- Power type: Steam
- Builder: Nippon Sharyō
- Build date: 1928
- Total produced: 1
- Configuration:: ​
- • Whyte: 2-6-2T
- Gauge: 1,435 mm (4 ft 8+1⁄2 in)
- Operators: Chosen Gyeongnam Railway Korean National Railroad
- Class: CGR: 100 KNR: 푸러7-100
- Number in class: 1
- Numbers: CGR: 101 KNR: 푸러7-101
- Delivered: 1928

= KNR Pureo7-100 class locomotives =

2-6-2 steam locomotive

The Pureo7-100 class consisted of a single steam tank locomotive with 2-6-2 wheel arrangement, which the Korean National Railroad operated in South Korea. The "Pureo" name came from the American naming system for steam locomotives, under which locomotives with 2-6-2 wheel arrangement were called "Prairie".

In all, the Chosen Government Railway owned 227 locomotives of all Pure classes, whilst privately owned railways owned another 52 - including this one; of these 279 locomotives, 169 went to the Korean National Railroad in South Korea and 110 to the Korean State Railway in North Korea.

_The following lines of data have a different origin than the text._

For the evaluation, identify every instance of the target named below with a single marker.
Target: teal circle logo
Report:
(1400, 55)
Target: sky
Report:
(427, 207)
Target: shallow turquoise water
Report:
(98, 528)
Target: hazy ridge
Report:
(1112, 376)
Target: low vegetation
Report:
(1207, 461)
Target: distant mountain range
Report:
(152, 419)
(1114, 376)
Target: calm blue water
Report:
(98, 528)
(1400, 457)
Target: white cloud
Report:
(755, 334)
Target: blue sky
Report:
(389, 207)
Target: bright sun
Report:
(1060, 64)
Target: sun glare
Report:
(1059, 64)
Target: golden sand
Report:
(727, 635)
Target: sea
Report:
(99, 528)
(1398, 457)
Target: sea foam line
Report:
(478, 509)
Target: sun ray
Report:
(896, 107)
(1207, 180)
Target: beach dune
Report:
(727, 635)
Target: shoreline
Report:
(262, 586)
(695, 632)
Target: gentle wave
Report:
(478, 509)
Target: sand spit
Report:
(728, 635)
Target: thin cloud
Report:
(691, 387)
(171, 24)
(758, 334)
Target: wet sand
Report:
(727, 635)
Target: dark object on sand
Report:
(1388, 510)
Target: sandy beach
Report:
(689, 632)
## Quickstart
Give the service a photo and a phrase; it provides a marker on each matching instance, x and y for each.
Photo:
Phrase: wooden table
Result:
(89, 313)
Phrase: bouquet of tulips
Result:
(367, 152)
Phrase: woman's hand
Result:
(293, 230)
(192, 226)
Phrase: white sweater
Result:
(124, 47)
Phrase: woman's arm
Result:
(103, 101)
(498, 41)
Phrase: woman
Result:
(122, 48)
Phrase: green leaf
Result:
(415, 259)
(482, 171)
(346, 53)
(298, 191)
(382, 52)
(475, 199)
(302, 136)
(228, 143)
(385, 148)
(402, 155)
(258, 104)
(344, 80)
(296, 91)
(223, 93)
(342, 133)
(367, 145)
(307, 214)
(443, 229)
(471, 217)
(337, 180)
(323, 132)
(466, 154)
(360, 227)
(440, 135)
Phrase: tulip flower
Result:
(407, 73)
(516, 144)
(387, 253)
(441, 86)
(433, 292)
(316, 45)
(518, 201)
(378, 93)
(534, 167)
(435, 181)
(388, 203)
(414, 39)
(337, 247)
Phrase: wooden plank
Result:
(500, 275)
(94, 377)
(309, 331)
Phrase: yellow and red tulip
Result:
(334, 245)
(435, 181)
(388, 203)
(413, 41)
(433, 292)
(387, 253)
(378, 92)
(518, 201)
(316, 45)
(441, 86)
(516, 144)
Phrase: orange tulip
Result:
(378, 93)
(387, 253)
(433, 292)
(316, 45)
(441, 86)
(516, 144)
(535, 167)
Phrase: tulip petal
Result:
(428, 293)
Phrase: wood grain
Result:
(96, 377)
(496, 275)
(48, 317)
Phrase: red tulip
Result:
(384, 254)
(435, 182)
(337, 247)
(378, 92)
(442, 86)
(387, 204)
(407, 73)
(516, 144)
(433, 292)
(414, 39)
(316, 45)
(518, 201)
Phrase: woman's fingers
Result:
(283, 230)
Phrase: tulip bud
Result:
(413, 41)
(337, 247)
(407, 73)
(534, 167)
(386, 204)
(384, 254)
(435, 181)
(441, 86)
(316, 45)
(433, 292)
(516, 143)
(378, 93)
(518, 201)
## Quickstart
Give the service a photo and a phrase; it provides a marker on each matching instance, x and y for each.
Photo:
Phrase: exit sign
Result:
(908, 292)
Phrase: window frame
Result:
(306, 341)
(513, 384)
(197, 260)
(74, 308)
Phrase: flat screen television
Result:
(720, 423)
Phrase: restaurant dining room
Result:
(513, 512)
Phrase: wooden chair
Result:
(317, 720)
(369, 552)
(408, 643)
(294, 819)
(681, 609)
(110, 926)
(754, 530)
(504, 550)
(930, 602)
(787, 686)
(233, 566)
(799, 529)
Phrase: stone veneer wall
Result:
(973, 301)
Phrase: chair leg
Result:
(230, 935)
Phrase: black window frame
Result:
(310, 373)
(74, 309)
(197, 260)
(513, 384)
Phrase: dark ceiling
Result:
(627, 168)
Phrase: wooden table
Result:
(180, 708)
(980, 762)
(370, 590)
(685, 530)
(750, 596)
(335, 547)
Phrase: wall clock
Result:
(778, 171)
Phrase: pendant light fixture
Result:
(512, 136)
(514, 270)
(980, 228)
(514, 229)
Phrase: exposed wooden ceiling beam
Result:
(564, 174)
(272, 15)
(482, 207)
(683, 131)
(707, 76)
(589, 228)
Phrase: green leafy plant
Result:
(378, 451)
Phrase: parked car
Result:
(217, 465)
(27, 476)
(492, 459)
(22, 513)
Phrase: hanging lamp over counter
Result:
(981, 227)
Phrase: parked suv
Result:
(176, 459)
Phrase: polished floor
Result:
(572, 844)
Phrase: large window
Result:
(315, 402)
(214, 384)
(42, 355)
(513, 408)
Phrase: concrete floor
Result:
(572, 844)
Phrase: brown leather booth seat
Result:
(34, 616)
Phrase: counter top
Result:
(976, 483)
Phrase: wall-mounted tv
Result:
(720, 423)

The Chosen Gyeongnam Railway, a privately owned railway in the southwestern part of colonial-era Korea, received a single 2-6-2T tank locomotive built by Nippon Sharyō of Japan in 1928, which it numbered 101. After the Liberation and partition of Korea, all railways in South Korea were nationalised, and this locomotive was taken up by the new Korean National Railroad, which designated the design the 푸러7-100 (Pureo7-100) class and numbered the locomotive 푸러7-101.